Par Alexandre NAJJAR
2009 - 02
Parfaitement intégrés dans leur terre d’accueil, les Libanais d’outre-mer s’illustrent souvent dans le domaine artistique : Salma Hayek au Mexique, Mika aux États-Unis, Shakira en Colombie, Gabriel Yared ou Abdel-Rahman el-Bacha en France, pour ne citer qu’eux. Dans le domaine littéraire, plusieurs écrivains libanais ou d’origine libanaise établis à l’étranger depuis une, deux ou trois générations ont rencontré le succès : Milton Hatoum au Brésil, Williams Sassine en Afrique, Wajdi Moawad au Canada, Amin Maalouf en France... Étonnamment, hormis Gibran Khalil Gibran, dont Le Prophète, publié en 1923 à New York chez Alfred Knopf, Amin Rihani, auteur du Livre de Khalid, ou le Libano-Australien David Malouf, on comptait jusque-là peu d’auteurs libanais anglophones au sein de la diaspora. Au Liban même, mis à part des mémoires, des essais politiques, des études universitaires et quelques romans isolés, les ouvrages rédigés dans la langue de Shakespeare étaient plutôt rares. Ethel Adnan (auteur de quatre recueils poétiques : Moonshots, Five senses for one death, From A to Z et Love poems), Mai Ghoussoub (auteur, entre autres, de Leaving Beirut, de Selected Writings et d’une pièce de théâtre intitulée Texterminators) ou Serge Momjian (auteur de Conflicting motives) faisaient figure d’Ovnis dans le paysage littéraire libanais, plus habitué aux auteurs d’expression arabe ou française. Mais les choses bougent : ces dernières années, quatre auteurs libanais, à savoir Raymond Khoury, Rabih Alameddine, Rawi Hage et Nassim Nicholas Taleb, ont publié en anglais des ouvrages qui ont rencontré un succès planétaire et figuré en tête des listes de best-sellers.

Un quatuor magique

Contrairement à un David Malouf, les quatre écrivains en question appartiennent à la première génération d’émigrés libanais. Pour poursuivre leurs études universitaires ou pour des raisons professionnelles, ils se sont installés à l’étranger sans jamais tourner le dos à leur pays natal. Tous les quatre n’ont pas suivi de formation littéraire et sont venus à l’écriture un peu par hasard : Nassim Taleb était trader, Raymond Khoury architecte et financier, Rawi Hage commissaire d’expositions et Rabih Alameddine ingénieur et peintre !
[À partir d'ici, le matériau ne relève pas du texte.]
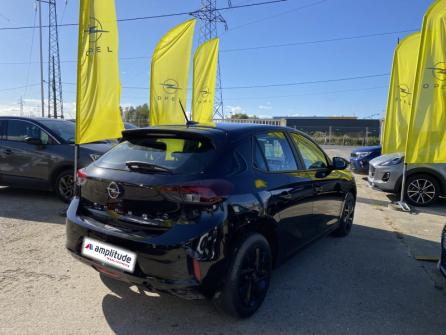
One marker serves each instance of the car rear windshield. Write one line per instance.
(63, 129)
(173, 155)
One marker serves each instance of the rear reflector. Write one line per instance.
(197, 271)
(204, 193)
(81, 177)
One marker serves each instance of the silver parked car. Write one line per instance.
(424, 183)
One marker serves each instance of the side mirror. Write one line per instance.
(33, 141)
(339, 163)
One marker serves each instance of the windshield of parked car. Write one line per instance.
(63, 129)
(178, 155)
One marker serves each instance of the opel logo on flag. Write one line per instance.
(439, 71)
(204, 92)
(404, 90)
(113, 190)
(95, 30)
(170, 86)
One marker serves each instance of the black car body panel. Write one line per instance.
(28, 165)
(183, 247)
(442, 263)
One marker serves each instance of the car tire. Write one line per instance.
(248, 277)
(346, 217)
(63, 182)
(421, 190)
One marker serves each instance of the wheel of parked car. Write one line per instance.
(248, 277)
(64, 185)
(421, 190)
(347, 215)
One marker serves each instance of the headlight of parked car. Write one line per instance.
(94, 157)
(393, 161)
(362, 154)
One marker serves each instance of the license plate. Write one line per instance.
(109, 254)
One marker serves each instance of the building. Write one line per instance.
(335, 126)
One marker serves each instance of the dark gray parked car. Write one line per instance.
(38, 153)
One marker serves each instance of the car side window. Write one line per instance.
(18, 131)
(259, 161)
(277, 151)
(312, 156)
(2, 129)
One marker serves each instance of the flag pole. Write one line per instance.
(76, 167)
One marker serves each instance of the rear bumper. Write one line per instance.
(383, 178)
(167, 262)
(359, 165)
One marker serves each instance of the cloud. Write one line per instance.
(31, 107)
(235, 109)
(267, 106)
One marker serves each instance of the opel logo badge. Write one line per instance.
(170, 86)
(95, 30)
(113, 190)
(439, 71)
(204, 92)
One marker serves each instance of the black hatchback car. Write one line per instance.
(207, 211)
(38, 153)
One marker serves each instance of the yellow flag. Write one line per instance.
(170, 75)
(98, 116)
(426, 142)
(205, 77)
(400, 94)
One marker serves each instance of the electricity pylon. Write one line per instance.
(55, 102)
(210, 19)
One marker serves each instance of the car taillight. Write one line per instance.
(201, 194)
(81, 177)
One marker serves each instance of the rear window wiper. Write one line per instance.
(143, 166)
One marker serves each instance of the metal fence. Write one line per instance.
(271, 122)
(361, 136)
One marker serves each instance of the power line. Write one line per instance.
(307, 82)
(17, 87)
(276, 85)
(269, 17)
(157, 16)
(259, 47)
(337, 39)
(310, 94)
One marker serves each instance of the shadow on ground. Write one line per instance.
(326, 288)
(30, 205)
(439, 208)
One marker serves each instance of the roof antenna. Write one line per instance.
(188, 122)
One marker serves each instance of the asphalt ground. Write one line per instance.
(367, 283)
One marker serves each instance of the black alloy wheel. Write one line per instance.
(421, 190)
(248, 278)
(347, 216)
(64, 185)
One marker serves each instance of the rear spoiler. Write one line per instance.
(186, 133)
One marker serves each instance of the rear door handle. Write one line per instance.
(286, 195)
(318, 188)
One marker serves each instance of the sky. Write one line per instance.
(317, 73)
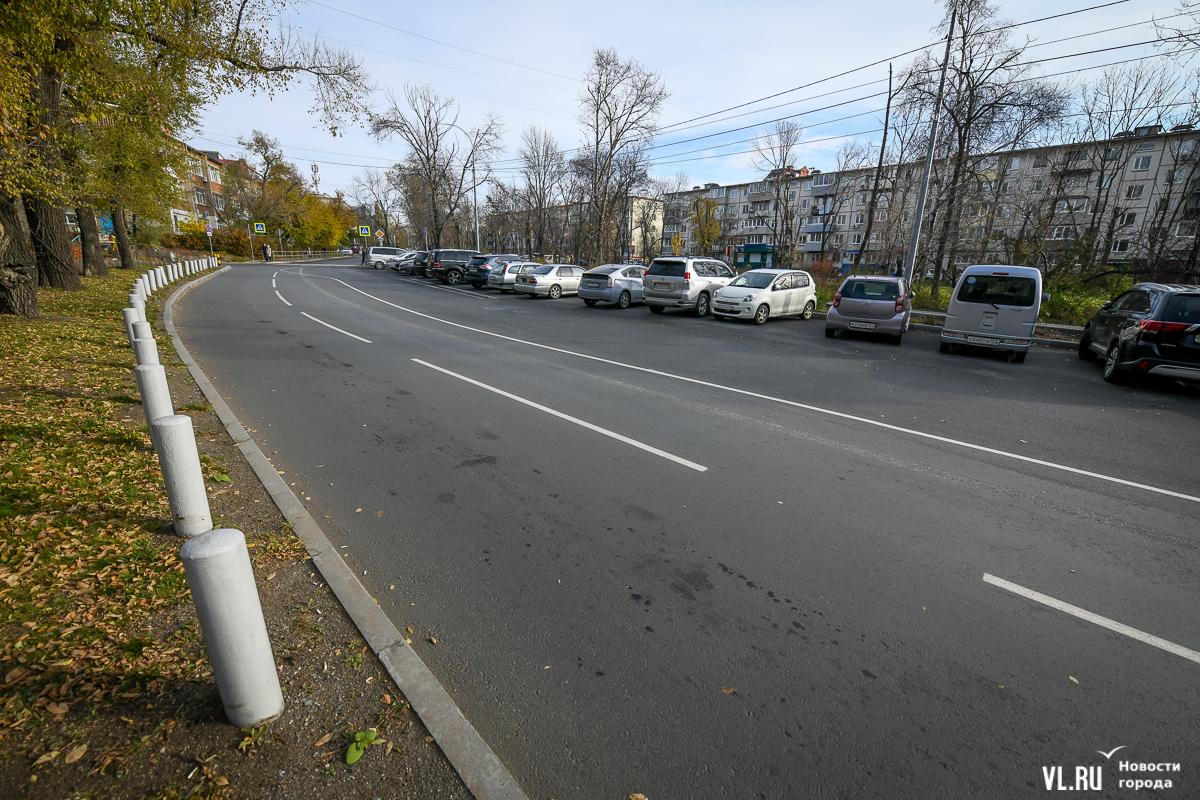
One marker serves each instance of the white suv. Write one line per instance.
(684, 282)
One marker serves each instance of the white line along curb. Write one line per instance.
(483, 773)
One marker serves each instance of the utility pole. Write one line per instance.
(911, 260)
(474, 200)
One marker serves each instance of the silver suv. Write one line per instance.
(684, 282)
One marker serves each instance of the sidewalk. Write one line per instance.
(105, 689)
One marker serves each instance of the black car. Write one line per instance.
(449, 265)
(1153, 329)
(480, 265)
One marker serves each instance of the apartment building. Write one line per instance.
(1132, 197)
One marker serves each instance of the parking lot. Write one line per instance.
(682, 557)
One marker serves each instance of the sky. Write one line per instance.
(527, 60)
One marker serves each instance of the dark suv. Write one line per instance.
(1153, 329)
(449, 265)
(480, 265)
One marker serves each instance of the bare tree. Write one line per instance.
(619, 110)
(444, 161)
(774, 154)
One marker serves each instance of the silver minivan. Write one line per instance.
(994, 307)
(684, 282)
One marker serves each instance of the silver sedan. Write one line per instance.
(550, 281)
(619, 283)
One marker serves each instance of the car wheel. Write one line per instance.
(1085, 346)
(1113, 365)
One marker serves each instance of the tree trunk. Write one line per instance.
(89, 242)
(52, 246)
(18, 269)
(123, 238)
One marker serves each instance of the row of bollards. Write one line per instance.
(216, 561)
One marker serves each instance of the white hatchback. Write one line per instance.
(762, 294)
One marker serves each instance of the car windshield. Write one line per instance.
(870, 290)
(754, 280)
(1182, 308)
(669, 268)
(999, 290)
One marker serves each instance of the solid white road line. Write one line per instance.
(333, 326)
(699, 468)
(1103, 621)
(807, 407)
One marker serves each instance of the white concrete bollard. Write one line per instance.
(130, 316)
(145, 350)
(155, 395)
(222, 583)
(181, 473)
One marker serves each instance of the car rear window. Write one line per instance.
(999, 289)
(1182, 308)
(870, 290)
(669, 268)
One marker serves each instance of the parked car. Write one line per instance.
(761, 294)
(994, 307)
(873, 304)
(619, 283)
(377, 257)
(1153, 329)
(403, 263)
(550, 280)
(449, 265)
(684, 282)
(504, 276)
(480, 266)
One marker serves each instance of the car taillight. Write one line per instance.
(1158, 326)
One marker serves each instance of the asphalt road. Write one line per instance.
(712, 593)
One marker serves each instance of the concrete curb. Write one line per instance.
(477, 764)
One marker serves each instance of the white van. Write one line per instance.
(995, 307)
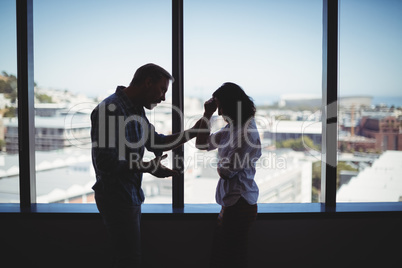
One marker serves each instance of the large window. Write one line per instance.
(9, 162)
(273, 50)
(370, 103)
(83, 51)
(282, 53)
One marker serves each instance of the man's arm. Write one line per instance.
(154, 167)
(204, 128)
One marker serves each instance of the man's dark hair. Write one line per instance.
(151, 70)
(236, 106)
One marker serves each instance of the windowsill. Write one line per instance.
(265, 211)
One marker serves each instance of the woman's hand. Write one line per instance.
(210, 107)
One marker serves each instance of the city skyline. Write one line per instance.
(282, 52)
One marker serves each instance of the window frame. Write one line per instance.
(24, 9)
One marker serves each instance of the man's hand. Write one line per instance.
(158, 170)
(210, 107)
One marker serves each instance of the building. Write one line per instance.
(386, 130)
(285, 130)
(51, 133)
(382, 182)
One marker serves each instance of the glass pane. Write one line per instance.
(273, 50)
(9, 162)
(370, 139)
(83, 51)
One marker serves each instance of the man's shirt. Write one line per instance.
(120, 133)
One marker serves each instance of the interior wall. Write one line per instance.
(304, 242)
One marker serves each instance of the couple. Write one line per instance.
(121, 130)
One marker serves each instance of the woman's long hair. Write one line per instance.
(237, 107)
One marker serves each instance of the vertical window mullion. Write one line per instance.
(329, 103)
(177, 101)
(26, 126)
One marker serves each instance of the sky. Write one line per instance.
(267, 47)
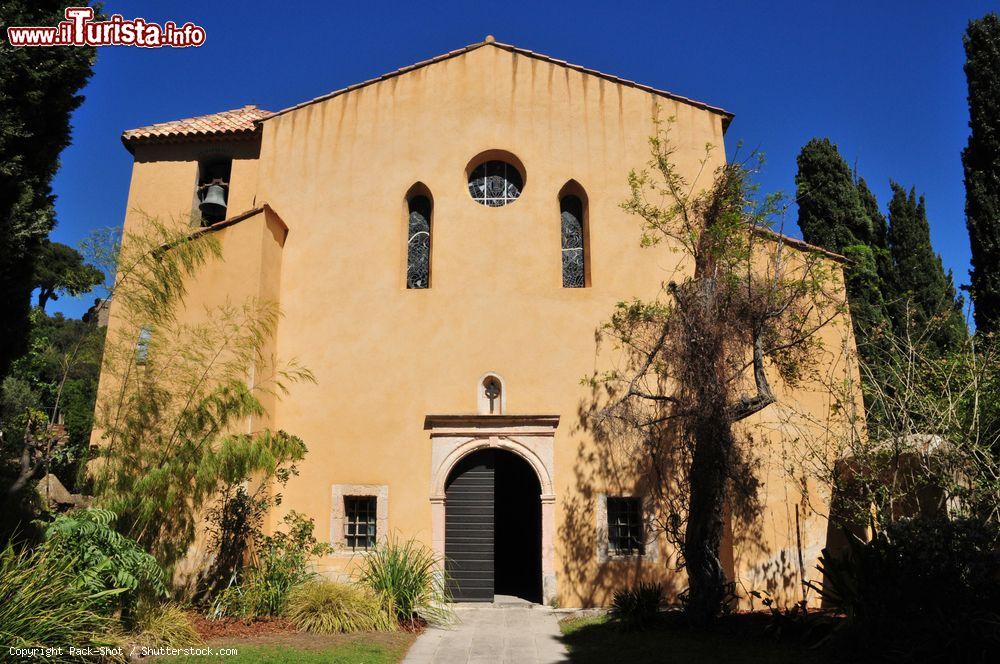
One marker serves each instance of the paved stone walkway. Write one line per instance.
(493, 634)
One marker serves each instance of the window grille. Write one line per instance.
(142, 345)
(495, 183)
(625, 527)
(418, 243)
(359, 522)
(572, 241)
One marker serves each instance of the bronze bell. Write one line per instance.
(213, 205)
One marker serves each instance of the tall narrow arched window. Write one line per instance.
(418, 238)
(572, 210)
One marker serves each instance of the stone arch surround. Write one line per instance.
(531, 437)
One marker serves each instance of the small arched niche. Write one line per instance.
(574, 227)
(419, 220)
(491, 395)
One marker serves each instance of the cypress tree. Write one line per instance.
(880, 250)
(981, 161)
(38, 92)
(831, 214)
(931, 300)
(840, 215)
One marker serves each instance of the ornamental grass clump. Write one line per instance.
(164, 625)
(43, 606)
(637, 608)
(408, 579)
(326, 607)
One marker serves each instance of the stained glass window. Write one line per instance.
(572, 241)
(418, 243)
(495, 183)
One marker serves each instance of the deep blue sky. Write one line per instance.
(883, 80)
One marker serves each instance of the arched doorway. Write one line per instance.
(493, 527)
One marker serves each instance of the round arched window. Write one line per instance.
(495, 183)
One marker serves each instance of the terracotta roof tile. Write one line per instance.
(236, 121)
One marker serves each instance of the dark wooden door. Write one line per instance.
(468, 546)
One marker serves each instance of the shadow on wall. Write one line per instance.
(620, 462)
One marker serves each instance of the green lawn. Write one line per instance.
(377, 648)
(593, 640)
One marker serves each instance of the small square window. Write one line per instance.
(359, 522)
(625, 529)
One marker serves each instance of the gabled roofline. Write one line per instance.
(727, 117)
(263, 207)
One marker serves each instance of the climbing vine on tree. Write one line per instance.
(702, 357)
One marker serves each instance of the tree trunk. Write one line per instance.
(703, 537)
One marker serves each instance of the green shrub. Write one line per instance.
(281, 564)
(42, 605)
(164, 625)
(638, 607)
(325, 607)
(922, 589)
(104, 560)
(408, 579)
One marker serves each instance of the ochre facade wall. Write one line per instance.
(385, 357)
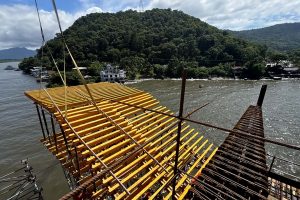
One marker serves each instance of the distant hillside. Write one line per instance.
(16, 53)
(282, 37)
(153, 43)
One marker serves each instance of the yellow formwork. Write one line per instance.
(156, 132)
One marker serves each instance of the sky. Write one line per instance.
(19, 25)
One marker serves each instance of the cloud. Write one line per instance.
(19, 25)
(236, 14)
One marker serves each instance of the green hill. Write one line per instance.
(282, 37)
(154, 43)
(16, 53)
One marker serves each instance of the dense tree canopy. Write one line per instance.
(155, 43)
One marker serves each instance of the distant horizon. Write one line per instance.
(226, 15)
(37, 47)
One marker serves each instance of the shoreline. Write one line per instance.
(212, 79)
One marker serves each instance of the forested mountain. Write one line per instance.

Le parcours de Raymond Khoury est une véritable « success story ». Né à Beyrouth en 1960 dans une famille anglophone, il quitte le Liban en 1983, après des études d’architecture. Il étudie la finance en France, puis s’installe à Londres où il se lance dans la rédaction de scénarios avant de se décider à écrire son premier roman à partir d’un texte qu’il destinait au cinéma. C’est ainsi que The Last Templar, ou Le dernier templier, voit le jour. Publié aux États-Unis chez Dutton, un département de Penguin group, ce roman « ésotérico-policier » s’est vendu à trois millions d’exemplaires, a figuré pendant douze semaines d’affilée sur la liste des best-sellers du New York Times et a été traduit dans une vingtaine de langues, dont le français (aux Presses de la Cité). Écrit dans la même veine, toujours en anglais, son second roman, intitulé The Sancturay (dans la version française : Eternalis), traite de la question de l’immortalité et prend pour décor Bagdad et Beyrouth. « L’idée du Liban me hante, avoue l’auteur en français, avec un léger accent british. J’y pense tous les jours. J’imagine souvent la vie que j’aurais pu avoir si j’étais resté là-bas entre le calme de la Méditerranée et l’horreur des guerres. »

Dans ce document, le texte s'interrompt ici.